Wie die Tanzzipfelwiese zu Ihrem Namen kam
Derbe Scherze waren an der Tagesordnung, wenn August der Starke mit seinem
Gefolge auf die Jagd ritt. So geschah es auch einmal, als man am Rande
der Ullersdorfer Hofewiese bei einem Jagdfrühstück rastete,
daß der König auf einen besonders ausgefallenen Gedanken verfiel.
"Dasjenige Paar", verkündete August, "dem es gelingt,
den größten Wiesenfleck nach Bauernart zu umtanzen, dem will
ich dieses Land schenken!" Nun bestand die Jagdgesellschaft aber
aus lauter Herren. Die mußten sich jetzt zu Paaren aufstellen und
sich wie beim Dorftanz im Kreise schwenken. Was gab es da für Spott
und Hohn! Die adligen Herren bogen sich vor Lachen. Allerdings nur so
lange, bis auch sie an die Reihe kamen. Der König war unerbittlich.

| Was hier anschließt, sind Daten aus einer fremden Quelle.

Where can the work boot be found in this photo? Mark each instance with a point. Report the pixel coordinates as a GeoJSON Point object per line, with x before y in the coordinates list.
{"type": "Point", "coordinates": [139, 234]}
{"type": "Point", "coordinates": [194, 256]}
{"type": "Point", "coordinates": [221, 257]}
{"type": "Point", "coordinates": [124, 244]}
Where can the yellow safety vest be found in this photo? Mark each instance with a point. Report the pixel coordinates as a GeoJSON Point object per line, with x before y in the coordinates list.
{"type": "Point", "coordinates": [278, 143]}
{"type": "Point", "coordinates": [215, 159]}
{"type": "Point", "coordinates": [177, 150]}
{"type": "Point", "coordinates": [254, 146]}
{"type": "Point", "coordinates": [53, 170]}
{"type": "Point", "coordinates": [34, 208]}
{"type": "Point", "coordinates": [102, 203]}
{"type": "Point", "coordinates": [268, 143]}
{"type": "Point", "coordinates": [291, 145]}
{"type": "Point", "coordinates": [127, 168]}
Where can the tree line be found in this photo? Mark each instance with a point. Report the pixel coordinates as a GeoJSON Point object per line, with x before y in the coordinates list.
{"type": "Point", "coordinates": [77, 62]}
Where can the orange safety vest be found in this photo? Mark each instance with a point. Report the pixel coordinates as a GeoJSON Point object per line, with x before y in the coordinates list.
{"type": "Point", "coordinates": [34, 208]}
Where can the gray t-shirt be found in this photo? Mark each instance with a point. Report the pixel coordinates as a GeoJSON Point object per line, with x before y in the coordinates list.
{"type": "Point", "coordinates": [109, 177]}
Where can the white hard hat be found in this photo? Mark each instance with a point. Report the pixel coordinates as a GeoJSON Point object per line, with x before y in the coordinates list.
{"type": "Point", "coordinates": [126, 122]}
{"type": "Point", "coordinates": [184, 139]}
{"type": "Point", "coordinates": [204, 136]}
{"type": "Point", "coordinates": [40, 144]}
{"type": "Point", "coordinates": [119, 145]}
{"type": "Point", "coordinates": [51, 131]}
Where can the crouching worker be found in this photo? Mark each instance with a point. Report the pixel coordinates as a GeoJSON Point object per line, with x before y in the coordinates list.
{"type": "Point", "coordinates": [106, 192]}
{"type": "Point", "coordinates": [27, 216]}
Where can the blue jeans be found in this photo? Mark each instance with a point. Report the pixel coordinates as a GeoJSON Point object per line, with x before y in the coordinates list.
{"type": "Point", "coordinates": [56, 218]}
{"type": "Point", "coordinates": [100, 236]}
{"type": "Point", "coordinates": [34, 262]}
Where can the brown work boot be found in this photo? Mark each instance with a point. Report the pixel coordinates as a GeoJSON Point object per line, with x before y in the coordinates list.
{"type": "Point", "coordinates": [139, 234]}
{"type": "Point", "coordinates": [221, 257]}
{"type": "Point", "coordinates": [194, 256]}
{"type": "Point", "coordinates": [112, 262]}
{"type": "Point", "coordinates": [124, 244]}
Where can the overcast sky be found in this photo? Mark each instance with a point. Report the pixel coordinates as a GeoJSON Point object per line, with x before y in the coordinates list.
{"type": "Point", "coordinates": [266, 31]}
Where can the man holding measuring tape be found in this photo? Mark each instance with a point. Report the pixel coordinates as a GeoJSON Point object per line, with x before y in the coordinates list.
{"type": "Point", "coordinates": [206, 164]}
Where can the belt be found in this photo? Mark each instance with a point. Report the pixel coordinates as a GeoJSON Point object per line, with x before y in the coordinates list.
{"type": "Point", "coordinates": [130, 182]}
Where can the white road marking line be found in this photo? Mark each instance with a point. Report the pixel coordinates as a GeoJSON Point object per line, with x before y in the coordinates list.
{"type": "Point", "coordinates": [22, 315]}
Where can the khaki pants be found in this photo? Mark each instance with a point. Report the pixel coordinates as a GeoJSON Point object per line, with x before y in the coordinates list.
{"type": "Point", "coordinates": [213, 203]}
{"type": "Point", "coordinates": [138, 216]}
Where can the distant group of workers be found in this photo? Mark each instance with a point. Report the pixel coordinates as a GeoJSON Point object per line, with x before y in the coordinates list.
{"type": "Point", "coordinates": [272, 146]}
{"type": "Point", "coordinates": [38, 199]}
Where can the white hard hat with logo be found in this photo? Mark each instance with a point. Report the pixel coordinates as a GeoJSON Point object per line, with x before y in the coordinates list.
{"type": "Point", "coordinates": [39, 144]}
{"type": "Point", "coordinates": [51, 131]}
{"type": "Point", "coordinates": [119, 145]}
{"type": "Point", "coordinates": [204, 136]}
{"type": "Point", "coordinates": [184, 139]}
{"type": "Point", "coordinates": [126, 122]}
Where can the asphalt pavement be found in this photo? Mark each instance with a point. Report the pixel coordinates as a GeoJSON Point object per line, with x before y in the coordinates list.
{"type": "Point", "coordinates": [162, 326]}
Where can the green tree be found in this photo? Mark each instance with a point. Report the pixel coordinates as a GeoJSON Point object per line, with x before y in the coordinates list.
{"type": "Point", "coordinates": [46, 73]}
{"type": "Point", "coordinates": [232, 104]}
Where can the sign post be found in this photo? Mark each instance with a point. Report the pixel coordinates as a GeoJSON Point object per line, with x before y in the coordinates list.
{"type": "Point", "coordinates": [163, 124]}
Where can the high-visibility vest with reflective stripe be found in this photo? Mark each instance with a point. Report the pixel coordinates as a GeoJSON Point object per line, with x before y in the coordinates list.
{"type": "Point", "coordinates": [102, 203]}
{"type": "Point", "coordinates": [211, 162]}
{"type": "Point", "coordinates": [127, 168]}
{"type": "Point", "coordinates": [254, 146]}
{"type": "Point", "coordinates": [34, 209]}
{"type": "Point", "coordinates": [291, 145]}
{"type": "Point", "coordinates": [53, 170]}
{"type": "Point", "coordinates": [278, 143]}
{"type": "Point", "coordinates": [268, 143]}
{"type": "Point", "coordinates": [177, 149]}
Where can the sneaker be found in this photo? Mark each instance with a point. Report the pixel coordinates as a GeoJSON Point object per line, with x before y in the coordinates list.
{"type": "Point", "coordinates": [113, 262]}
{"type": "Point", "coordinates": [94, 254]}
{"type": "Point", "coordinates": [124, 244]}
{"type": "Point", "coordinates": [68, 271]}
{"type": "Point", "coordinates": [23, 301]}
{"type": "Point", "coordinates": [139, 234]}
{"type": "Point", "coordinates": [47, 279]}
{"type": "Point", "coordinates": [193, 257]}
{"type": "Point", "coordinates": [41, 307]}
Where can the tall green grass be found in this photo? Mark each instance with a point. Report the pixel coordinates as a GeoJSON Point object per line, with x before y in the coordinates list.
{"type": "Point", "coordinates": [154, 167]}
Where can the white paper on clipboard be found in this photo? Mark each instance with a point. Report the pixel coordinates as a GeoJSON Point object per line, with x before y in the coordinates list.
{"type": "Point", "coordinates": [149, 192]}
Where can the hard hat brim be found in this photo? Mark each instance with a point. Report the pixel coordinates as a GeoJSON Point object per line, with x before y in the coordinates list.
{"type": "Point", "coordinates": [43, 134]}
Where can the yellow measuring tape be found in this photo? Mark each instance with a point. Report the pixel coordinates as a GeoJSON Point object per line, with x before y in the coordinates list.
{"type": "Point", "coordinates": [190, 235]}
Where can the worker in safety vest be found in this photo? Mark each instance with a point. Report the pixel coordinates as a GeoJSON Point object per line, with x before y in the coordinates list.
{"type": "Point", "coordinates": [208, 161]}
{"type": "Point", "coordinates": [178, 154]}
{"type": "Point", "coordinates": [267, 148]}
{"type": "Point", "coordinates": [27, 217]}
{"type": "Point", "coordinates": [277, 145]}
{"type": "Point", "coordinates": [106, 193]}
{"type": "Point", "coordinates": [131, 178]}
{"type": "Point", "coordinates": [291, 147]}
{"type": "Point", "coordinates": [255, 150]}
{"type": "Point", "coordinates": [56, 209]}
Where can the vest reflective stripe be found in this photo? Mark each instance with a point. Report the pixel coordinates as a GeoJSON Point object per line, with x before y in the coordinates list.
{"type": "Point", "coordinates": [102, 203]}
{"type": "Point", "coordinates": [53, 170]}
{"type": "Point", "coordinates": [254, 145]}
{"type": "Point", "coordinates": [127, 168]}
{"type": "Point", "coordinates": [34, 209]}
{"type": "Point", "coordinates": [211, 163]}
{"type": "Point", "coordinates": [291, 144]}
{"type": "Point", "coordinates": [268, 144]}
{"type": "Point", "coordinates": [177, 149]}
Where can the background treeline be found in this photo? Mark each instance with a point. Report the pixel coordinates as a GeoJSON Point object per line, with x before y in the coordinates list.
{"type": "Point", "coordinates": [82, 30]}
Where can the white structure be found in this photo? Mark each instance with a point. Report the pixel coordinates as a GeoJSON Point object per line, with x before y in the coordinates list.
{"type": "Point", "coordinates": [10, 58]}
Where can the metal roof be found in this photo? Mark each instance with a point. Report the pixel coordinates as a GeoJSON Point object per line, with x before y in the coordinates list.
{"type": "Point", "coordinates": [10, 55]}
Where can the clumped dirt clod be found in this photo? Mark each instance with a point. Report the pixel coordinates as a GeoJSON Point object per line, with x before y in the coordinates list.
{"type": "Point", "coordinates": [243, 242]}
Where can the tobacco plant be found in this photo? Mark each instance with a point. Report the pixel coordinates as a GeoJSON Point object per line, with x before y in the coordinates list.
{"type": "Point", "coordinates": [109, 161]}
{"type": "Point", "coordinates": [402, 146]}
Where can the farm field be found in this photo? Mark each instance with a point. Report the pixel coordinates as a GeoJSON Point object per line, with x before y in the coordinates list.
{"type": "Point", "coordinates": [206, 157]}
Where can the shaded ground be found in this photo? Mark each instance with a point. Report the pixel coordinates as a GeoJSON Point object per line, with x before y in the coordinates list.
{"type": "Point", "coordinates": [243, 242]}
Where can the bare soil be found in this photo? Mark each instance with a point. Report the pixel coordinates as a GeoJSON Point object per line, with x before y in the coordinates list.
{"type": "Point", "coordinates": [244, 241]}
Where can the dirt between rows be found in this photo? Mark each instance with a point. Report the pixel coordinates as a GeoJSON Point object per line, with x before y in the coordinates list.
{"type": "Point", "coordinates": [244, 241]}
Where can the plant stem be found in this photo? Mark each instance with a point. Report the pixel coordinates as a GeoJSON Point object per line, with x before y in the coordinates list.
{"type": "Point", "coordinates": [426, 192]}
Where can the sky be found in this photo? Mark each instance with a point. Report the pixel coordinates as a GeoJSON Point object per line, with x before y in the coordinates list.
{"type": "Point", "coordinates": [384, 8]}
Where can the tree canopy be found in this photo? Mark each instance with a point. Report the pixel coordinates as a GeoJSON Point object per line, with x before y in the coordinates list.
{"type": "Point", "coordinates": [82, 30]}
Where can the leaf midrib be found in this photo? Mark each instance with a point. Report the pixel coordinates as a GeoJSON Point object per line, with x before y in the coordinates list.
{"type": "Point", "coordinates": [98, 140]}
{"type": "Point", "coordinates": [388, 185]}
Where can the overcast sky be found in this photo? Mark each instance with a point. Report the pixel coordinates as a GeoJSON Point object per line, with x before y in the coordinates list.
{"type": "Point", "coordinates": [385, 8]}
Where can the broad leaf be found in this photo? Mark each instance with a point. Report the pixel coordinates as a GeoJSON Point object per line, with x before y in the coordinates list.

Keiner durfte es wagen, sich ungestraft seiner groben Scherze zu entziehen.
Nun saß, abseits der Hofgesellschaft und durch Buschwerk vor ihren
Blicken geschätzt, ein junges Paar im Gras. Jakub gehörte zu
den Gehilfen des Jägermeisters und Rieke stammte aus Ullersdorf.
Am Waldessaum waren die beiden einander öfters begegnet. Ein Wort
hatte das andere ergeben. So hatten sie sich kennen gelernt. Sie hatten
einander lieb und trafen sich, so oft dies eben möglich war. Rieke
hatte heute schon den ganzen Morgen ungeduldig darauf gewartet, daß
die königliche Jagdgesellschaft zur Hofewiese käme. jetzt saßen
die beiden hier und hielten einander die Hand. Ihnen war natürlich
auch nicht entgangen, was draußen auf der Wiese vor sich ging. "Ob
wir uns nicht die Wiese verdienen könnten?" sagte Rieke plötzlich.
"Wo denkst du hin! Das ist doch alles nur ein Scherz für die
hohen Herrn", wollte Jakub darauf antworten. Er befürchtete
schließlich nicht zu Unrecht, daß man sich ihrer zu nur noch
größerem Schabernack bedienen würde. Doch Rieke war bereits
aufgestanden und hatte ihren Jakub hinter sich her gezogen. Ehe er sich's
versah, tanzten die beiden schon über die Wiese. "Seht doch,
Majestät!" rief einer der Hofleute. Er hätte den König
nicht auf das schöne Paar aufmerksam zu machen brauchen. Alle Blicke
wandten sich Jakub und Rieke zu. Sie tanzten wirklich wunderschön.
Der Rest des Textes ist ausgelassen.